In order to see that the use of creeds is Biblical, we must remember that “creed” is from a Latin word which means, “I believe.” That tells us what creeds are. They are an expression of the faith that lives in the hearts of God’s people. In the creeds, believers, usually as a body, tell the world what they believe the Word of God teaches. Creeds, then, do not exist apart from Scripture or over against it, but are simply a confession of what believers find in the Word of God. And what they find in the Word of God, they confess.
In having creeds, therefore, believers are only doing what the Word of God itself commands them to do – confessing their faith. For this reason the creeds are often called “confessions.” So it is here first of all, in the fact that creeds are confessions, that we find a Biblical basis for having them.

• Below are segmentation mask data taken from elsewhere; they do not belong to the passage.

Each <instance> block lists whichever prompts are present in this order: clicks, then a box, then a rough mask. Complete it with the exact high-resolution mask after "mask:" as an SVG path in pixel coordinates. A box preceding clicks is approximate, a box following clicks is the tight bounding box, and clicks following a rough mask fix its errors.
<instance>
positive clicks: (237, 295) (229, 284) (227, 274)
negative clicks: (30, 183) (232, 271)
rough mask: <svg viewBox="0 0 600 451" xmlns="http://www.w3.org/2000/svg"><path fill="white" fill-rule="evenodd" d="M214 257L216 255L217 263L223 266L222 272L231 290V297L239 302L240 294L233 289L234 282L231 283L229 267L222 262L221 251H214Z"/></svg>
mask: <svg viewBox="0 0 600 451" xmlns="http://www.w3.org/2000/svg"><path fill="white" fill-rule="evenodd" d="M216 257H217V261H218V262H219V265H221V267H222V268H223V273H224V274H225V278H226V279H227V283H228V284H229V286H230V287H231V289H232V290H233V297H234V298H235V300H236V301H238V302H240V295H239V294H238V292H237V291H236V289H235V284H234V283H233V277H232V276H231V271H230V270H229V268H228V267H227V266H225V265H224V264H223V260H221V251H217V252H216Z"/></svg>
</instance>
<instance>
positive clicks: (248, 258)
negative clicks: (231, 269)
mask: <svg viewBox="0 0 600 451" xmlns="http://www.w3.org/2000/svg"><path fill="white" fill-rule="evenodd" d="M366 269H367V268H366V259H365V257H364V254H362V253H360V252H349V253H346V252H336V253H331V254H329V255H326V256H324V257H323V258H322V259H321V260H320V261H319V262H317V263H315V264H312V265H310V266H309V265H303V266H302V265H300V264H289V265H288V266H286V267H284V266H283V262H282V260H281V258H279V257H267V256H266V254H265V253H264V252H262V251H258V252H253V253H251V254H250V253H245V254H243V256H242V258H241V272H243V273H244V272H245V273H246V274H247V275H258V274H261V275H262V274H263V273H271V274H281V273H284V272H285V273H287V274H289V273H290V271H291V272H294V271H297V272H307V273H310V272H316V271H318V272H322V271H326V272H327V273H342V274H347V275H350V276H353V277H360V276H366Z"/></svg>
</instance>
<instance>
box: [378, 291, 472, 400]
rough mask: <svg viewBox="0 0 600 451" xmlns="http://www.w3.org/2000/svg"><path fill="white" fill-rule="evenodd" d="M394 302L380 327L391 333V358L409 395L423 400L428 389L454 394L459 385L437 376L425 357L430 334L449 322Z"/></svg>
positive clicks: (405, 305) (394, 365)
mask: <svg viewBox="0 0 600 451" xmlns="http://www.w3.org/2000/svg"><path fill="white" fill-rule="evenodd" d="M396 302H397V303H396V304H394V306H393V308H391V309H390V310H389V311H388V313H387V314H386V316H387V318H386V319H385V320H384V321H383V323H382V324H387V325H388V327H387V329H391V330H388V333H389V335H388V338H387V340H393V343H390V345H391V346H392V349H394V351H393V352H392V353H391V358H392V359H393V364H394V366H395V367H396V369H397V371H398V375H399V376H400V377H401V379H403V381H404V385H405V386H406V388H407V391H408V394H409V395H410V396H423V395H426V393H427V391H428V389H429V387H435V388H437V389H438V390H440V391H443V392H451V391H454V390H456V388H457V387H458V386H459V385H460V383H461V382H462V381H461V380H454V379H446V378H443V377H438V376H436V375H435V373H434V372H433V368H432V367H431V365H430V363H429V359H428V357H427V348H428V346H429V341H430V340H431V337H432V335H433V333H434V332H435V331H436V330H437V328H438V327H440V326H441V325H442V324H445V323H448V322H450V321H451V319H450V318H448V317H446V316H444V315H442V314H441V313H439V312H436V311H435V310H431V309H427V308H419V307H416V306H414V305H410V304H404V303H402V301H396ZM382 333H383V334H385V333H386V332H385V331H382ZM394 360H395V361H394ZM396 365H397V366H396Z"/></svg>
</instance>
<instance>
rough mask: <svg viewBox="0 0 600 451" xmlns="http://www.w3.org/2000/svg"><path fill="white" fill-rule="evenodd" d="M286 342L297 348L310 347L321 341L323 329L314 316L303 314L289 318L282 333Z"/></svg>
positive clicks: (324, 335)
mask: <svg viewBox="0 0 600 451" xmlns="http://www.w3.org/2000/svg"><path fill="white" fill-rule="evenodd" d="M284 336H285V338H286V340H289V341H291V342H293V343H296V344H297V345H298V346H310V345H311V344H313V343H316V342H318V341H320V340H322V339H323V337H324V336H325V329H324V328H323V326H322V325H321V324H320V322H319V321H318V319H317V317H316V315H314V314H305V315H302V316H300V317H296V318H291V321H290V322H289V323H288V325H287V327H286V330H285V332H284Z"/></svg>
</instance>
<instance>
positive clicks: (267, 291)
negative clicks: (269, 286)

There are any number of passages that command believers to confess their faith. In Matthew 10:32 Jesus makes this very necessary when He says: “Whosoever therefore shall confess me before men, him will I confess also before my Father which is in heaven.” Romans 10:9-10 connects our confessing Christ with salvation: “If thou shalt confess with thy mouth the Lord Jesus, and shalt believe in thine heart that God hath raised him from the dead, thou shalt be saved. For with the heart man believeth unto righteousness; and with the mouth confession is made unto salvation.”
In confessing their faith in creeds believers are only doing in unison what Nathanael did when he said, “Rabbi, thou art the Son of God; thou art the King of Israel” (John. 1:49), or what Peter did when he said, “Thou art the Christ, the Son of the living God” (Matthew 16:16). In recording their confession they are only doing what Scripture itself does in recording such confessions as these.